The Company believes that adjusted EBITDA and pro forma adjusted EBITDA provide information useful to
investors in assessing Charter’s ability to service its debt, fund operations, and make additional investments
with internally generated funds. In addition, adjusted EBITDA generally correlates to the leverage ratio
calculation under the Company’s credit facilities or outstanding notes to determine compliance with the
covenants contained in the facilities and notes (all such documents have been previously filed with the SEC).
For a reconciliation of pro forma adjusted EBITDA and adjusted EBITDA to the most directly comparable
GAAP financial measure see the Appendix.
2. The maturity schedule reflects all maturities through 2012 and includes revolver maturity in 2012, term loan
amortization, and bond and convertible note maturities.

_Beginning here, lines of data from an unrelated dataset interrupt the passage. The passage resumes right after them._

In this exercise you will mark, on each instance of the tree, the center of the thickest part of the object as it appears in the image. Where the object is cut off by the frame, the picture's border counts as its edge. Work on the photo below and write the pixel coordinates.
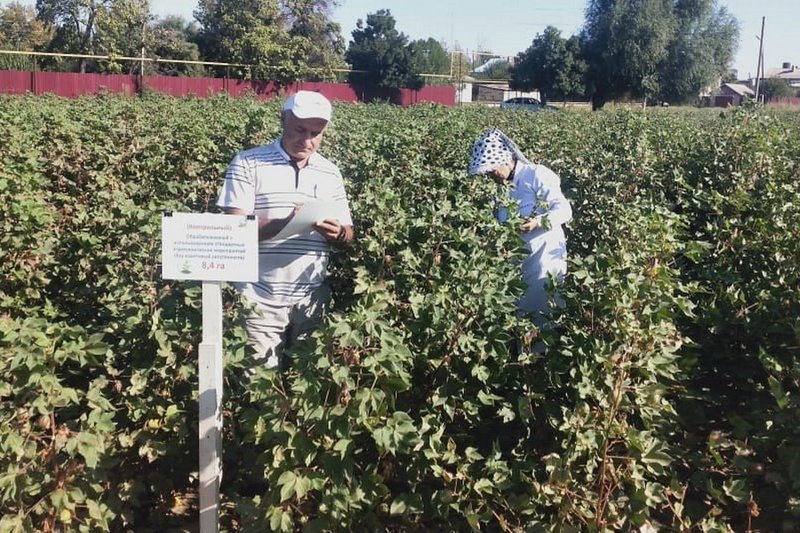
(625, 42)
(252, 32)
(19, 30)
(428, 56)
(75, 25)
(777, 88)
(121, 29)
(382, 52)
(325, 47)
(173, 38)
(656, 48)
(552, 65)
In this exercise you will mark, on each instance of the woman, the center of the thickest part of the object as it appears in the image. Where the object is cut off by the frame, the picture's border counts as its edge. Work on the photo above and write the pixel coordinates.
(541, 202)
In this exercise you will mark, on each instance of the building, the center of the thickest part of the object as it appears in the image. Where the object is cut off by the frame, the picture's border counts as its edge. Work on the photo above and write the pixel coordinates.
(788, 72)
(487, 92)
(732, 94)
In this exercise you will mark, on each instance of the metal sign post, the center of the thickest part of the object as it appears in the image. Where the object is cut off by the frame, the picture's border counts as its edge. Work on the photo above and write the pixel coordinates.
(210, 400)
(210, 248)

The remaining $16.4 billion face amount of debt
matures in 2013 and beyond.
12. CHARTER COMMUNICATIONS, INC. AND SUBSIDIARIES
UNAUDITED RECONCILIATION OF NON-GAAP MEASURES TO GAAP MEASURES
(DOLLARS IN MILLIONS)
2005 2006 2007
Pro Forma Pro Forma Pro Forma Pro Forma Pro Forma Pro Forma Pro Forma Pro Forma Actual
1st Quarter (a) 2nd Quarter (a) 3rd Quarter (a) 4th Quarter (a) 1st Quarter (a) 2nd Quarter (a) 3rd Quarter (a) 4th Quarter (a) 1st Quarter
Net cash flows from operating activities $ 124 $ 1 $ (84) $ 120 $ 186 $ (20) $ 139 $ (25) $ 266
Less: Purchases of property, plant and equipment (205) (319) (264) (262) (233) (290) (254) (308) (298)

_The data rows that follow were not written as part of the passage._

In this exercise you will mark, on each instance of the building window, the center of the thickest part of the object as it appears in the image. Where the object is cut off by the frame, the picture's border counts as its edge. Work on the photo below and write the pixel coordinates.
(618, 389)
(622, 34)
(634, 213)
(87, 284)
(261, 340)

Less: Change in accrued expenses related to capital expenditures 15 30 (9) (28) (7) (2) 13 20 (32)
Free cash flow (66) (288) (357) (170) (54) (312) (102) (313) (64)
Interest on cash pay obligations (b) 367 379 378 377 406 424 445 448 453
Purchases of property, plant and equipment 205 319 264 262 233 290 254 308 298
Change in accrued expenses related to capital expenditures (15) (30) 9 28 7 2 (13) (20) 32
Other, net 10 3 1 5 5 9 3 (2) 2
Change in operating assets and liabilities (59) 81 137 (46) (159) 74 (124) 82 (225)
Adjusted EBITDA $ 442 $ 464 $ 432 $ 456 $ 438 $ 487 $ 463 $ 503 $ 496
(a) Pro forma results reflect the acquisition of cable systems in January 2006 and certain sales of cable systems in the third quarter of 2006 and January 2007 as if they occurred as of January 1, 2006 for all periods presented.
(b) Interest on cash pay obligations excludes accretion of original issue discounts on certain debt securities and amortization of deferred financing costs that are reflected as interest expense in our consolidated statements of operations.
The above schedules are presented in order to reconcile adjusted EBITDA and free cash flows, non-GAAP measures, to the most directly comparable GAAP measures in accordance with Section 401(b) of the Sarbanes-Oxley Act.